Я пытаюсь понять её, но эти слова не имеют для меня никакого смысла. Даже хуже, они пугают меня. Я не могу позволить ей узнать меня. Она должна видеть только мой фасад, и, возможно, он будет нравиться ей, до тех пор, пока не разрушится.
В голову приходит образ британского торговца плотью. Я убрал его два года назад за порченый товар, приготовленный для покупателей высшего класса. У него были устойчивые интересы в бизнесе, но он никогда никому не рассказывал, что его товар несёт сифилис. А покупатели не любят получать больной товар. Но в Гарри Уинслоу Третьем был особенный свет, который привлекал к нему людей, особенно женщин. Это и являлось одной из причин, сделавших его таким хорошим сутенёром. И хотя мне не нравится Гарри, сейчас я мог бы воспользоваться частью его обаяния. Я проглатываю свою раздражительность, чтобы притвориться болеющим сифилисом сутенёром и попробовать стать для неё Гарри.
— Душка, — Гарри всегда называл кого-либо «душкой». — Всё в порядке. Я немного дебил, чтобы понять всё это.
Женщины Гарри всегда радовались толстой пачке денег в его руках. Это помогало улучшить его очень маленький член. Я доволен своими усилиями и улыбаюсь Дейзи. Но она выглядит скорее смущенной, чем смягчившейся.
— Что такое душка? Это какое-то украинское слово? — спрашивает Дейзи. — И дебил? Что значит дебил?
Я опускаю голову и закрываю глаза. Это полная катастрофа.
— Как насчёт попкорна? — и заказываю до того, как она успевает запротестовать.
— С маслом? — спрашивает меня продавец. Я мотаю головой в знак отрицания.
Масло — это плохо.
— Без масла. Без соли, — я киваю продавцу. Дейзи пытается что-то сказать, но когда я поворачиваюсь к ней с приподнятой бровью, она просто замолкает и отворачивается.
Возможно, она просто не любит попкорн.
Устроившись в кинозале, никто из нас не произносит ни слова, ни во время трейлеров, ни в начале фильма. Персонажи на экране чётко поделены на добрых и злых, но я смотрю только на Дейзи. Она застывает на своём месте, настолько увлекаясь фильмом, что забывает о том, что я рядом.
Кино угнетает меня. Я ненавижу это. Люди на экране шипят на плохих парней, жаждущих власти, лишь чтобы свободно прожигать свои жизни. Возможно, у них не такие грязные методы, как у плохих парней, но в жизни всё не так жёстко делится на чёрное и белое.
На этот раз мои умелые руки и глаза подмечают всё, что сделано плохо. Скорость и траектория пули показаны неверно, оружие используют неправильно. Настоящий профессионал никогда не будет использовать полуавтоматическую винтовку. Только с поворотным затвором. Хотя что-то подсказывает мне, что Дейзи всё равно.
Когда фильм заканчивается и включается свет, Дейзи поворачивается ко мне с широко открытыми, восхищёнными глазами и улыбкой на лице. Я в ответ изображаю удовлетворение от фильма.
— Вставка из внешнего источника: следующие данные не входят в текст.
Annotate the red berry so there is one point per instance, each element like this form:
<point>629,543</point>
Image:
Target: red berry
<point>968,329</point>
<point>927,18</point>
— Разве это не потрясающе? — спрашивает она.
— Потрясающе. Да.
Я встаю и протискиваюсь сквозь толпу навстречу ночному воздуху.
— Кажется, тебе не понравилось.
Дейзи наклоняет голову и всматривается в меня, как будто по моей реакции на вопрос пытается понять, захочу ли я увидеть её снова.
Я раздумываю, стоит ли врать ей снова, ведь она уже что-то подозревает. Я и так говорю или неправду, или полуправду, так что сейчас, думаю, лучше сказать правду.
— Мне не понравился конец.
— Серьёзно?
Дейзи выглядит удивлённой.
Очевидно, лучше бы я соврал.
— Конец мог быть только таким. Добро победило зло. Разве нет?
— У злодеев бывает трудная жизнь. Они просто не знают другого пути, — бормочу я.
Дейзи смотрит на меня, как на жука, которого видит впервые.
— Ну, — начинает она и останавливается, будто не зная, что сказать, — думаю, да. Я никогда не смотрела на мир с точки зрения злодеев. Но они плохие парни. Ты должен хотеть, чтобы они пропали.
— Настоящая жизнь не так проста, — непроизвольно говорю я. Не знаю, почему я это сказал. Что она знает обо мне, кроме того, что у меня есть деньги и где я живу? Если бы она знала правду, всё было бы кончено. Её восторг превратился бы в разочарование. Я стараюсь сдерживать слова, но они выскальзывают из меня, будто таким образом я смогу заставить её понять меня:
— Иногда люди совершают плохие поступки, чтобы облегчить боль других.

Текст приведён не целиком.